The Amtrak Reform Council, with bitter opposition from some members, said yesterday that Amtrak cannot truly meet its congressional requirement of operational self-sufficiency by 2002 because it chooses not to count some major expenses as operating expenses.
Amtrak replied that the council's first annual report had reached a "wholly unsupported conclusion" about what Congress had required.
The exchange between Amtrak and the council, created by Congress in 1997 to evaluate Amtrak's performance and make recommendations for the future, is the latest in a war of words that has slowed the council's work and left questions about whether it will meet its own congressional mandate.
Under the law, the council has the power to declare at any point that Amtrak cannot survive without operating grants after the end of fiscal 2002, after which the council would have 90 days to submit plans for a restructured intercity passenger network. Amtrak would then be required to submit a plan for its own "complete liquidation."
Council Chairman Gil Carmichael stressed yesterday that the board's negative report, which passed 8 to 3, was not a "finding" for legal purposes and would not start the 90-day clock.
Few observers, including sources on the council, believe that Congress would allow Amtrak to be liquidated. Since Amtrak was created on May 1, 1971, Congress has repeatedly rebuffed attempts to cut many individual trains, much less kill Amtrak.

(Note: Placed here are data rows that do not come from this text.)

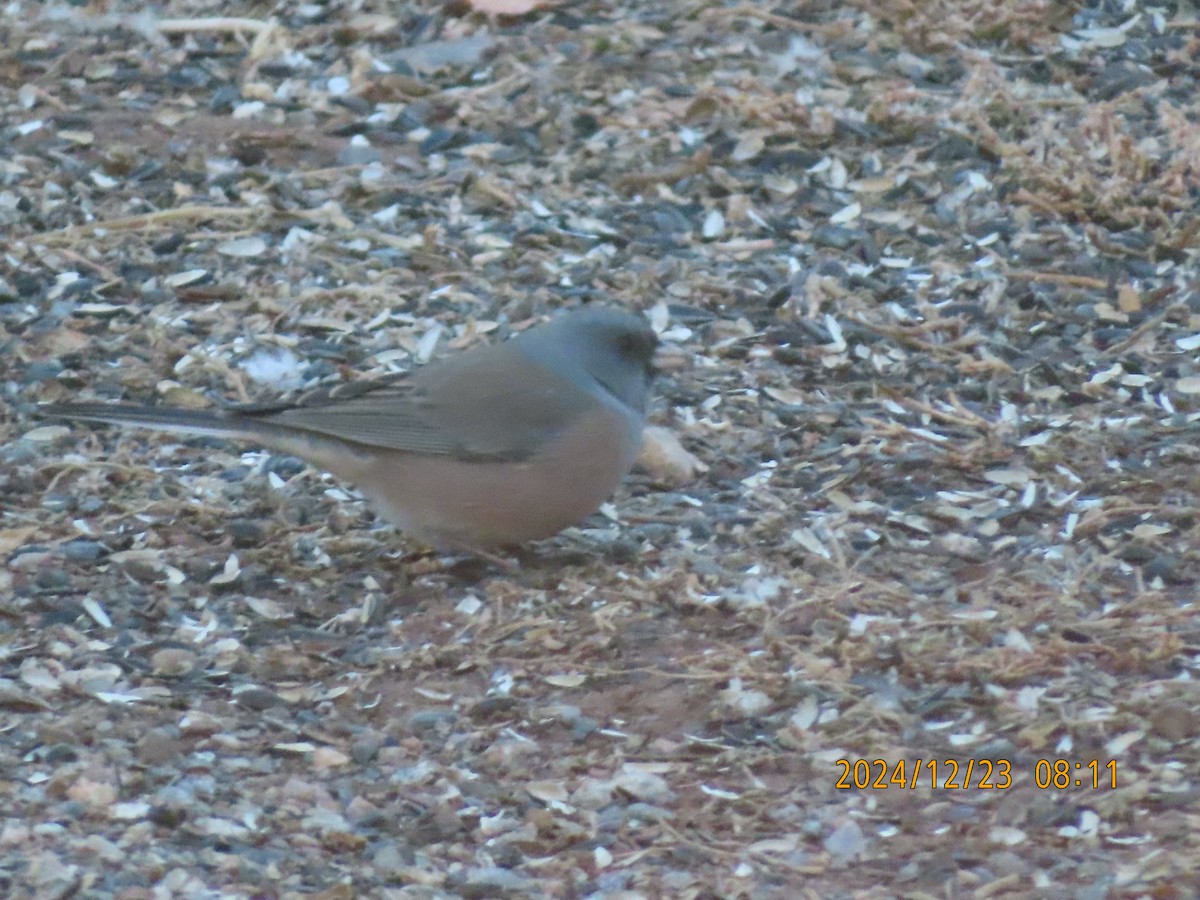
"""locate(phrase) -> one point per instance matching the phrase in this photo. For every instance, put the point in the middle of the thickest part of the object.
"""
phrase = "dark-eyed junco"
(497, 445)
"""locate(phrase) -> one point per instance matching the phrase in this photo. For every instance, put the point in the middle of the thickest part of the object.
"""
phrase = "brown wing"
(490, 403)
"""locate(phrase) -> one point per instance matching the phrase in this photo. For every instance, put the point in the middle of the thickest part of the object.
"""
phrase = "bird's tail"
(172, 419)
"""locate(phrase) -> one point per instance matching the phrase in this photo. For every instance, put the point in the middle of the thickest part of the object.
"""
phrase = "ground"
(925, 275)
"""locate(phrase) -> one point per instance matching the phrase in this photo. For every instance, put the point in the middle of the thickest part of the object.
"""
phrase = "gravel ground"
(927, 276)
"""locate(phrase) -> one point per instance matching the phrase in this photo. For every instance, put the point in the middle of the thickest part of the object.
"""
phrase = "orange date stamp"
(967, 774)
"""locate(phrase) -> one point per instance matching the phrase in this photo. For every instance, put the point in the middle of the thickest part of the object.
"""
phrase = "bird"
(495, 447)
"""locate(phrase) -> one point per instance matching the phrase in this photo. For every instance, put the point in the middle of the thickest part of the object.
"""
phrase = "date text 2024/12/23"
(979, 774)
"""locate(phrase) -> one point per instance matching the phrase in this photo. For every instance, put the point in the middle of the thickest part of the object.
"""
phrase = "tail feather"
(172, 419)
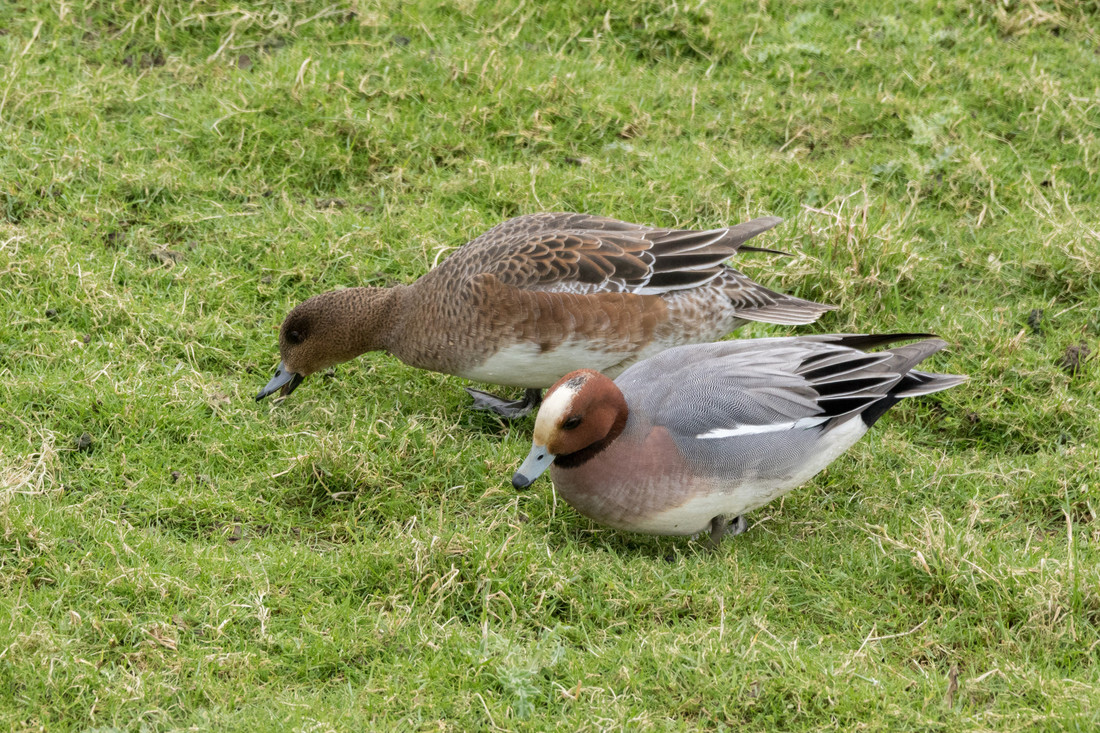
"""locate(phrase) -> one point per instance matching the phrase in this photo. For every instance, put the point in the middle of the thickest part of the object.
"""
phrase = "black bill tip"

Yesterday's report and the adverse reaction from Amtrak, labor unions and the administration highlighted the different ways that Amtrak's future can be viewed. Amtrak constantly talks in rosy tones about its future and how well it is doing while the council and some Amtrak opponents in Congress say the railroad faces serious troubles.

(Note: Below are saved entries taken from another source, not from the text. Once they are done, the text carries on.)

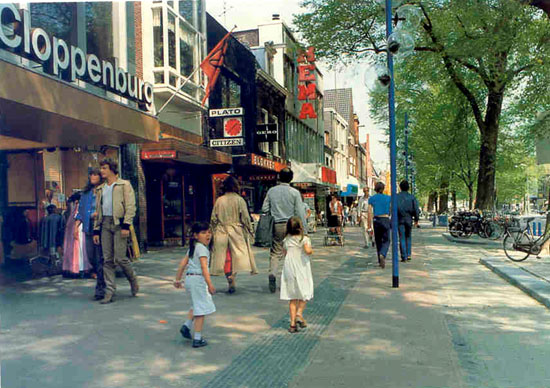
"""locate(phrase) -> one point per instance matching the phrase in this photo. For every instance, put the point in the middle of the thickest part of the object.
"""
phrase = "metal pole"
(393, 154)
(406, 147)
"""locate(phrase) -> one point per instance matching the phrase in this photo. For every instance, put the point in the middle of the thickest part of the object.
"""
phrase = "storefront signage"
(161, 154)
(328, 175)
(268, 164)
(237, 141)
(233, 127)
(224, 112)
(70, 62)
(267, 132)
(269, 177)
(307, 88)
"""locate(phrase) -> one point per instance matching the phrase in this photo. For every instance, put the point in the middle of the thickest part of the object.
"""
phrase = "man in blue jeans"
(407, 213)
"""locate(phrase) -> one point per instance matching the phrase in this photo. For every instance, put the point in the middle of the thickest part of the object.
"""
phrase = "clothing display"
(75, 257)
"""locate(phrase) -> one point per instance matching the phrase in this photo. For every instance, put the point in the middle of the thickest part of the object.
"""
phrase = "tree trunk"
(470, 197)
(488, 152)
(432, 200)
(443, 196)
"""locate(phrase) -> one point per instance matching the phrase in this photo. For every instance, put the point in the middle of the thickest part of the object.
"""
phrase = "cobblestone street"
(452, 323)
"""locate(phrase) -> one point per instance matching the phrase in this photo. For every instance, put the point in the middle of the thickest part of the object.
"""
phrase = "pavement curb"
(532, 285)
(491, 243)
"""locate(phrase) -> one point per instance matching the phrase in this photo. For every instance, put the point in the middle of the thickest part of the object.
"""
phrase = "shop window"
(187, 50)
(99, 29)
(57, 19)
(157, 37)
(159, 77)
(171, 40)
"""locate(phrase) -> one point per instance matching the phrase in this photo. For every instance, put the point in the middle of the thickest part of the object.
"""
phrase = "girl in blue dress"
(195, 264)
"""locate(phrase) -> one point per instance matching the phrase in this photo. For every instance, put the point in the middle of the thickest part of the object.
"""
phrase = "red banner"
(161, 154)
(328, 175)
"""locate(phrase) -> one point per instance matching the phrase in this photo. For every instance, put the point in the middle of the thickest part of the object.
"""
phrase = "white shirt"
(107, 199)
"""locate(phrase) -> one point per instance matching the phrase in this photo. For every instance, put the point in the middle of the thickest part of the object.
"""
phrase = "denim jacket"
(86, 208)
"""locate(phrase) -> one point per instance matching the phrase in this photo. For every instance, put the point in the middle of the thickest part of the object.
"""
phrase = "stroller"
(333, 237)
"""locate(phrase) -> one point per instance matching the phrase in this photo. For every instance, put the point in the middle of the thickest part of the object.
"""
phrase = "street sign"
(233, 127)
(267, 132)
(224, 112)
(234, 142)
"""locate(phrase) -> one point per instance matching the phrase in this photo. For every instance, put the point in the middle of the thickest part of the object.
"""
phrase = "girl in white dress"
(296, 281)
(198, 282)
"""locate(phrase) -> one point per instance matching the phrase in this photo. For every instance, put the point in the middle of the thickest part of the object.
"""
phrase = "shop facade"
(69, 97)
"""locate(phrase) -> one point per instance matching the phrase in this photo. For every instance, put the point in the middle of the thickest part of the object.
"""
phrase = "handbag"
(264, 231)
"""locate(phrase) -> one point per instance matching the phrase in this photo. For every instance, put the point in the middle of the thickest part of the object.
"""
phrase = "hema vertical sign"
(68, 61)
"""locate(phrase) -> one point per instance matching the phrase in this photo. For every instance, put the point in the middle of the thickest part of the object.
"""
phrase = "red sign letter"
(305, 92)
(306, 73)
(307, 111)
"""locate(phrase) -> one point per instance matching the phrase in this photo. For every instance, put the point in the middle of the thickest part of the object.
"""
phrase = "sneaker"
(272, 284)
(134, 286)
(108, 298)
(185, 332)
(199, 343)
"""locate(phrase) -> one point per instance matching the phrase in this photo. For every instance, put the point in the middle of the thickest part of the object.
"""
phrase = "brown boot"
(135, 286)
(108, 298)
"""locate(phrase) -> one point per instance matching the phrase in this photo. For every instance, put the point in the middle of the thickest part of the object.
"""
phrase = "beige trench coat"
(232, 229)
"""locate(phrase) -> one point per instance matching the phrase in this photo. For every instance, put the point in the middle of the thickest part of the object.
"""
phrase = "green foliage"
(466, 51)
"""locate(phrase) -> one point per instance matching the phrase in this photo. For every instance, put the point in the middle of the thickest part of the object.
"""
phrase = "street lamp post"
(406, 146)
(393, 154)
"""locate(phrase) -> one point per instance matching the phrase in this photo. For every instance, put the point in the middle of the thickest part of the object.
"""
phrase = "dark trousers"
(405, 241)
(382, 227)
(95, 255)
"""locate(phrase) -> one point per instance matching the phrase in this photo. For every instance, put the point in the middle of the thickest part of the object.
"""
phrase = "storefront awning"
(45, 111)
(183, 151)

In the report, the council took issue with Amtrak's claims of ridership gains, saying any recent improvements have done little more than bring ridership back to 1990 levels. The council also said that Amtrak's claim that it is doing $8 million better than projected is actually skewed by an increase in non-passenger items such as payments from commuter agencies and commercial activities.

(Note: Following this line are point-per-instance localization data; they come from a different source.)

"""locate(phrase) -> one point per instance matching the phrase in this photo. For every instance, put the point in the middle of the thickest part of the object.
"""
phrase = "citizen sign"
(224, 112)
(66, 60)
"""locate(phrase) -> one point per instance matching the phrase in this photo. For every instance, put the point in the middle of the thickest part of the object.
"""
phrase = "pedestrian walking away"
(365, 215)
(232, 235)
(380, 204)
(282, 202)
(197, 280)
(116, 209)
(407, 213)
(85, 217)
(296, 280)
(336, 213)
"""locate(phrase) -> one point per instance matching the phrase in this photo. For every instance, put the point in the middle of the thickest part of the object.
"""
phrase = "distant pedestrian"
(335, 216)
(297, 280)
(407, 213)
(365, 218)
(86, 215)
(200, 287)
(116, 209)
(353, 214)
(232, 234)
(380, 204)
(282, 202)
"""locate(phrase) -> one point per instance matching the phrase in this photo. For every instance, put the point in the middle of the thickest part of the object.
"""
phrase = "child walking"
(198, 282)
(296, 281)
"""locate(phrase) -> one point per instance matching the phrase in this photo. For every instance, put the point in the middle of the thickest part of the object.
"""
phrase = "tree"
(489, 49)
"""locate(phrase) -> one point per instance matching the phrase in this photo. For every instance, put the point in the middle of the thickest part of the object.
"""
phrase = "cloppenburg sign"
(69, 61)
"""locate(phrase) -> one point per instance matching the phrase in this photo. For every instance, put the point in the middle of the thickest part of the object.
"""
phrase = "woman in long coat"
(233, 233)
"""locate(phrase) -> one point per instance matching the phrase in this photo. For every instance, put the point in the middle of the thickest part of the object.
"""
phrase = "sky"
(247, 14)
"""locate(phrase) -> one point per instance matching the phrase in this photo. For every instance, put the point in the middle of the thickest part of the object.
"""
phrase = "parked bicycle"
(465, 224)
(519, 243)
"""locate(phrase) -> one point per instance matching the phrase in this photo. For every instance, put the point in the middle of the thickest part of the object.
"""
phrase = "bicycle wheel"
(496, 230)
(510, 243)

"Amtrak's core business of providing intercity rail passenger service actually performed marginally worse than anticipated in the FY 1999 plan," the report said.
While Amtrak said that it forecasts it will meet the zero-operating subsidy goal by the 2002 deadline, the council said that if Amtrak used generally accepted accounting principles, it would need a $567 million operating subsidy then. If Congress had not taken Amtrak's excess railroad retirement taxes off its budget, the figure would be $752 million.
The council said Amtrak chooses not to count a projected $487 million in depreciation expenses and $80 million in "progressive equipment overhauls" as operating expenses.
In comments printed in the council report, Amtrak said Congress never intended it to count those items. "Depreciation is a non-cash expenditure and as such is not funded as part of a federal operating contribution," Amtrak said. Amtrak also said that Congress gave its assent in 1993 to count progressive equipment overhauls as a capital expenditure.
Amtrak expressed fear that the council report could hurt its ability to go to private capital markets to raise funds and actually increase its costs.
"We are deeply concerned with the negative impact that ARC statements concerning [accounting] application to the operational self-sufficiency determination could have on the capital and credit markets available to Amtrak," Amtrak said.
Clarence Monin, international president of the Brotherhood of Locomotive Engineers, and Jolene Molitoris, Federal Railroad administrator, were far more blunt. Monin and Molitoris, two of the negative votes on the council, said that "the report reflects an aggressive anti-Amtrak and pro-privatization agenda; that it is replete with statements that are misleading, inaccurate and unsubstantiated; and that it is the culmination of the very fiscal irresponsibility that it claims to address."
The third no vote, public policy consultant Donald Sweitzer, did not submit comments explaining his position.
CAPTION: Passengers board train Thanksgiving weekend in Alexandria. Amtrak and its monitors are on different tracks regarding progress toward self-sufficiency.